Security-based explainable artificial intelligence (XAI) in healthcare system
Citation
Guruler, H., Islam, N., & Din, A. (2023). Security-based explainable artificial intelligence (XAI) in healthcare system. Explainable Artificial Intelligence in Medical Decision Support Systems, 229.Abstract
Explainable Artificial Intelligence (XAI) is one of the most advanced research areas of Artificial Intelligence (AI).

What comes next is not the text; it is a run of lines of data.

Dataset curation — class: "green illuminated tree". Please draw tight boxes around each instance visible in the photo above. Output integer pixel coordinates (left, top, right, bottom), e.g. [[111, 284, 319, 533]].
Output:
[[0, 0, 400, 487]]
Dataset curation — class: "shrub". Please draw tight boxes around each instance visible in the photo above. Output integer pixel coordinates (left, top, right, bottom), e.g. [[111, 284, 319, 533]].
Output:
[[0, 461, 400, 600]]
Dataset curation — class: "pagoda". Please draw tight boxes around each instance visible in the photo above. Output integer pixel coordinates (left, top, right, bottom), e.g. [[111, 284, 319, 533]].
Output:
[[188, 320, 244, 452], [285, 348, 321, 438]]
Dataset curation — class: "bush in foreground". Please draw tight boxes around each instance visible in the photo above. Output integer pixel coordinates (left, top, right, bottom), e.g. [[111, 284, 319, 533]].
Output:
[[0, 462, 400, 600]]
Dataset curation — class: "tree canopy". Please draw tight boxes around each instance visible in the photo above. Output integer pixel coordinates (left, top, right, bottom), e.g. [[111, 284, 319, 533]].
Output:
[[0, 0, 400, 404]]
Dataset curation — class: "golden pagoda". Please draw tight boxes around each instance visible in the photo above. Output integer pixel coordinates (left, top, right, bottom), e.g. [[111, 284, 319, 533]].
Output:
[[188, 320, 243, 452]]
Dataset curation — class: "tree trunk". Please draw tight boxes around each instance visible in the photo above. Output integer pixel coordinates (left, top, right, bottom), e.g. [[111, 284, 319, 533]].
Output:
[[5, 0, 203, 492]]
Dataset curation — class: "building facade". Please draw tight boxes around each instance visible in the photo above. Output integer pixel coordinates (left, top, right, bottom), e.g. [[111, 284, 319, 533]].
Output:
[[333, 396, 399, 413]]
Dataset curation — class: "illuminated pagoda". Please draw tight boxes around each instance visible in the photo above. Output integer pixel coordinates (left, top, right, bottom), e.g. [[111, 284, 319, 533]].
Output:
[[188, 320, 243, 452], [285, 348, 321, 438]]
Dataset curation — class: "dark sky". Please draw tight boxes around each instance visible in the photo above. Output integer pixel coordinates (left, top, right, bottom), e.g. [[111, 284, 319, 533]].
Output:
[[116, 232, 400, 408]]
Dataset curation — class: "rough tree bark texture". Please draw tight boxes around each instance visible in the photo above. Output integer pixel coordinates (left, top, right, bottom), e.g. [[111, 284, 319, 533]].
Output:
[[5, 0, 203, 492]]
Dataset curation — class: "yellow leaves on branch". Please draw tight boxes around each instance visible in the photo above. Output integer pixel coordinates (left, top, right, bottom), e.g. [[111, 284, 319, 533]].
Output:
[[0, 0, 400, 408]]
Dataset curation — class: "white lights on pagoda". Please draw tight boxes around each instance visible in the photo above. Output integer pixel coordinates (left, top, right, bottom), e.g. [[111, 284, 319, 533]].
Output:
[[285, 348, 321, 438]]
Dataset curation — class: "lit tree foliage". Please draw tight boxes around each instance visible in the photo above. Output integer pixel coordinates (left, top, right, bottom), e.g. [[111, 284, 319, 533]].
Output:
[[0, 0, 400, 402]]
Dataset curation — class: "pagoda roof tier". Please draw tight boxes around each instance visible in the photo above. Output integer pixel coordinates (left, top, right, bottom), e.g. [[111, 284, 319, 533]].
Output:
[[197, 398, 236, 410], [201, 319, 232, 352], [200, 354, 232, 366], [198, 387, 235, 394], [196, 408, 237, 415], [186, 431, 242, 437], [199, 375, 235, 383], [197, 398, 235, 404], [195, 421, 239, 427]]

To explain the deep learning (DL) model is the main objective of XAI. It deals with artificial models which are understandable to humans, including the users, developers, policymakers, etc. XAI is very important in some critical domains like security, healthcare, etc. The purpose of XAI is only to provide a clear answer to the question of how the model made its decision. The explanation is very important before any system decision-making. As an example, if a system responds to a decision, it is necessary to have inside knowledge of the model about that decision. The decision can be positive or negative, but it is more important to know the decision based on characteristics. The decision of the model should be trusted when we know the internal structure of the DL model. Generally, DL models come under the black box models. So for security purposes, it is very necessary to explain a system internally for any decision-making. Security is very crucial in healthcare as well as in any other domain. The objective of this research is to provide a decision about security based on XAI which is a big challenge. We can improve security systems based on XAI for the next level. For medical/healthcare security, when we recognize human action using transfer learning techniques, one pre-trained model is considered good for action and the same action is not good in terms of accuracy using another pre-trained model. This is called the black-box model problem, and it needs to know what is the internal mechanism of both models for the same action. Why one model considers good for action and why the same action is not very well using another model? Here need a model-specific approach of post-hoc interpretability to know the internal structure and characteristics of both models for the same action.